Pew report looks at how states are handling driver’s licenses for unauthorized immigrants:  A new report released by The Pew Charitable Trusts examines the different policies and procedures of the ten states (plus the District of Columbia) that allow unauthorized immigrants to obtain driver’s licenses. In their report, Pew identifies four key areas for consideration for policymakers to decide whether and how to issue driver’s licenses to unauthorized immigrants: scope, eligibility standards, issuance procedures, and outreach and education. Pew also found that 37 percent of all unauthorized immigrants live in a state which allows them to obtain driver’s licenses.
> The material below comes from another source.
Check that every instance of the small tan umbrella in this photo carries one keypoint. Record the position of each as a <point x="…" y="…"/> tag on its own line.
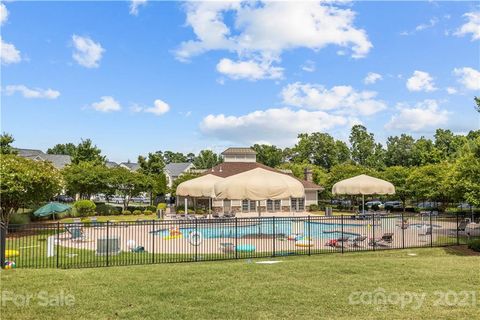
<point x="259" y="184"/>
<point x="198" y="187"/>
<point x="363" y="185"/>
The Center for American Progress puts price tag on deporting all unauthorized immigrants at $114 billion: Using an average cost of $10,070 per person, analysis by the Center for American Progress estimates that a mass deportation strategy for all 11.3 million unauthorized immigrants would be $114 billion. This includes costs to find each individual, detain individuals while waiting for removal, processing these individuals through the immigration courts, and transportation costs. Factoring in the cost to the overall economy, however, and that number swells to between $420 billion and $620 billion over the span, according to the American Action Fund (AAF).

The Bipartisan Policy Center calculates that deporting all 11.3 unauthorized immigrants would shrink the labor force by over 6 percent during those 20 years, and the AAF estimates that the US GDP would shrink by $1.6 trillion.